In 1971 a meteorite was found on Ella Island, classified as a L-6 chondrite.

On 16 September 2023 a 25 million tonne rock-slide caused an unwitnessed tsunami in Dickson Fjord, reaching a height of 200 meters and then a 7-meter-high seiche (standing wave) that sloshed back and forth many times in the fjord for 9 days with a period of 92 seconds. The vibration was measured by seismologists around the Earth as the first time a planet-wide "tone" had been registered.
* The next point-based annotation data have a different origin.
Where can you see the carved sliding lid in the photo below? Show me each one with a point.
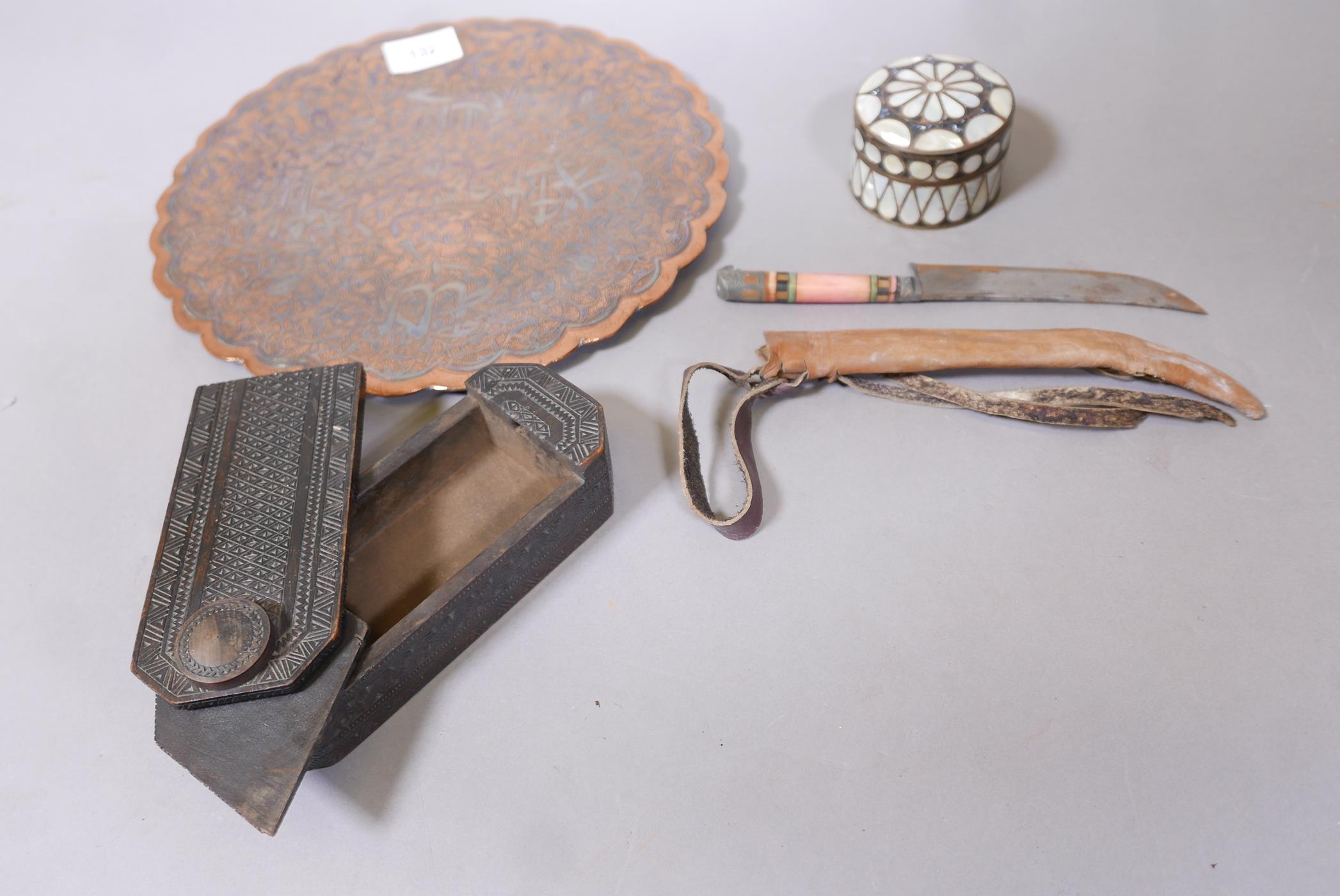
(930, 142)
(248, 583)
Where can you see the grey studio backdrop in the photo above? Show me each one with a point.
(964, 655)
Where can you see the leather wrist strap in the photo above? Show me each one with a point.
(1063, 406)
(746, 522)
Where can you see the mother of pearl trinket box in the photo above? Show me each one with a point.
(930, 142)
(298, 602)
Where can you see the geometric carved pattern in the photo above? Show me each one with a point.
(259, 511)
(561, 414)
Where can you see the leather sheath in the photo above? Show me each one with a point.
(830, 354)
(889, 364)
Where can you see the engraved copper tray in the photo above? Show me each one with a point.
(507, 207)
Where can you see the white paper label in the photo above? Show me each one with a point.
(422, 51)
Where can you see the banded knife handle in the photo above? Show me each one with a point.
(807, 288)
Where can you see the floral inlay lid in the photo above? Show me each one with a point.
(937, 104)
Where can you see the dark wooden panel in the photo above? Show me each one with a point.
(259, 512)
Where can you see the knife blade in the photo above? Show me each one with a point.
(950, 283)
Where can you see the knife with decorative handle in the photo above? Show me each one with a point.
(950, 283)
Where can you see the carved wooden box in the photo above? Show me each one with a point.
(295, 605)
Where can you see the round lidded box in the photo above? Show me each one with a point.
(932, 136)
The tsunami also struck the northern part of Ella Island 73 kilometres away with a 4-meter wave, penetrating 50 m inland and devastating the Sirius Dog Sled Patrol station, washing some of it into the sea. The station was closed for the winter, and no one was present when the wave hit. The cruise ship Ocean Albatros arrived on the scene on 17 September and contacted the Joint Arctic Command with the first report of the damage. On 19 September, personnel from the Sirius Dog Sled Patrol and the Royal Danish Navy patrol vessel began clean-up and salvage work at the site, which they completed by 21 September despite a 20 September warning by officials to ships in the area to avoid putting crew members or passengers ashore because of a risk of additional tsunamis.